The results of this study suggest that 5-α reductase inhibitors do not significantly increase the risk of incident erectile dysfunction, regardless of indication for use, in men free of sexual dysfunction and major risk factors at baseline. These findings do not support results from efficacy trials for treatment of BPH where erectile dysfunction risk was elevated with 5-α reductase inhibitors compared to placebo or α-blockers only.

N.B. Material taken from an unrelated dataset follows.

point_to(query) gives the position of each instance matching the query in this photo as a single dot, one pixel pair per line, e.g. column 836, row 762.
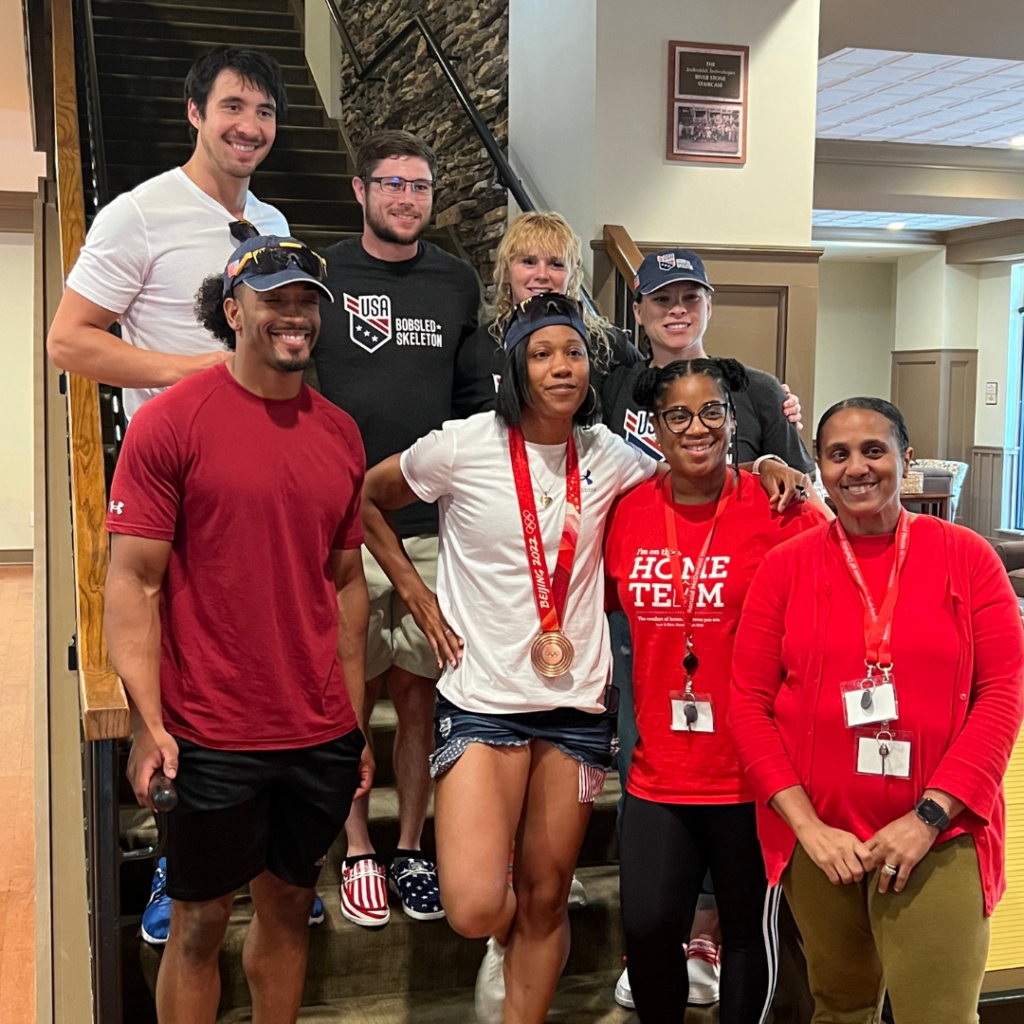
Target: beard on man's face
column 378, row 223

However, for alopecia, results of studies assessing sexual dysfunction in men using finasteride have been inconsistent.

This study showed an increased risk of erectile dysfunction with longer duration of BPH, underlining the importance of considering the duration of BPH when assessing sexual dysfunction side-effects.

 

Points to Note
  1. In response to patient reports of long-term sexual dysfunction with the use of 5-α reductase inhibitors for the treatment of alopecia, it is important to assess the risk in unbiased studies to support doctors and patients in making informed treatment decisions.
  2. This study of large cohorts of men in the UK showed no increased risk of diagnosed erectile dysfunction regardless of indication for use of 5-α reductase inhibitors.
  3. Strengths of the study were the large unbiased cohorts from the UK Datalink database with high accuracy of diagnoses and drug prescription data; exclusion of men with prior erectile dysfunction or risk factors; using GP reports of sexual dysfunction rather than patient report; control of potential confounders.
  4. Limitations of the study included possible missed prescriptions for PDE5 inhibitors on private prescription; lack of information on the severity of BPH; low number of exposed cases, particularly for non-erectile dysfunction sexual dysfunction in the alopecia population, suggesting caution in interpreting results.
  5. There are currently other studies looking at the possible pathophysiological basis for how finasteride could affect sexual function; these studies may shed more light on this story.